2. Foci, themes, and collaborations: To date, the leadership at UPEI in comparative Island Studies has come from the Department of Political Studies. As a result, a good deal of ground-breaking work has been done on the political economy of North Atlantic islands, with an emphasis on the creative use of jurisdictional capacity. In co-operation with the Department of English and the L.M. Montgomery Institute, the Institute of Island Studies hosted (in 1998) the first in a series of international scholarly conferences on the Literature of Small Islands. UPEI has also been a leader in pioneering the use of electronic communications for island-based research. An area of emerging importance is that of island ecosystems, with an emphasis on environmental issues and sustainability. In co-operation with the United States National Research Council, the Institute has also been active in assessing knowledge economy capacity for Prince Edward Island. In short, research in Island Studies has the potential to include all major areas of academic enquiry as they pertain to islands, from issues of island governance and culture, through to environmental sustainability and emerging areas such as health research and innovation and technology.

3. Impact and Relevance to Prince Edward Island and Canada: The promise of Island Studies is that it has the power to combine two mutually reinforcing foci: we can maintain and strengthen our research emphasis on Prince Edward Island while making a vital contribution to the emerging international field of small island studies. In fact, we have the opportunity to help define the discipline. One major impact for Prince Edward Island, and the region, will be public policy insights resulting from a substantial body of first-rate interdisciplinary research.

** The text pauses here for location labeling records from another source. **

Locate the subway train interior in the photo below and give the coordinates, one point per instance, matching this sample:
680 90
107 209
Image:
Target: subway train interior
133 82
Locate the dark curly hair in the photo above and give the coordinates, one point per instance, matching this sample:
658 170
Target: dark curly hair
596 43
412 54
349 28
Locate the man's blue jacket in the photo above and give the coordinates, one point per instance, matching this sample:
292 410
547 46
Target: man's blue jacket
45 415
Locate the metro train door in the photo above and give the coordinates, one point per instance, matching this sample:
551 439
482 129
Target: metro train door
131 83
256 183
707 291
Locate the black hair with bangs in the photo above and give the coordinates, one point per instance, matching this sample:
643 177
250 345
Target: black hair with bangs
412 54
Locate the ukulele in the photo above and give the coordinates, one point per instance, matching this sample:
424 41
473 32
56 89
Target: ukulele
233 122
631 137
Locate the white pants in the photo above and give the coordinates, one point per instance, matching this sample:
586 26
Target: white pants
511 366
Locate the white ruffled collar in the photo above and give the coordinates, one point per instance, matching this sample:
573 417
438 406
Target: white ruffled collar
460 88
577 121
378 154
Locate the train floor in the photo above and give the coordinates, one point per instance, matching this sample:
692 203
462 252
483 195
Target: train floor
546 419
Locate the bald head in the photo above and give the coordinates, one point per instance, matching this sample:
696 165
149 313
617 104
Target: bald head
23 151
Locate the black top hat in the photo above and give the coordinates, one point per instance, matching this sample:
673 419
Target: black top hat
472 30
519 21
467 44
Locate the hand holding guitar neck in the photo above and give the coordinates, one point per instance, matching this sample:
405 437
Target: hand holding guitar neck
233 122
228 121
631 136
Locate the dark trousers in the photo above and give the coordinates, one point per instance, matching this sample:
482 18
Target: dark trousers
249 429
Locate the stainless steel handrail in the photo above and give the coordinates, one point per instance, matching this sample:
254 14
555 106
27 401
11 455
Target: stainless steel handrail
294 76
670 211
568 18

The long-term objective will be to establish the University of Prince Edward as Canada's centre of excellence for the study of islands. To achieve this, we will need to move aggressively to build on the present infrastructure — including the Institute of Island Studies, the existing Academic Minor in Island Studies and the Master of Arts in Island Studies Program — by building upon existing research capacity and deepening the links with the various departments, schools, and faculties at UPEI.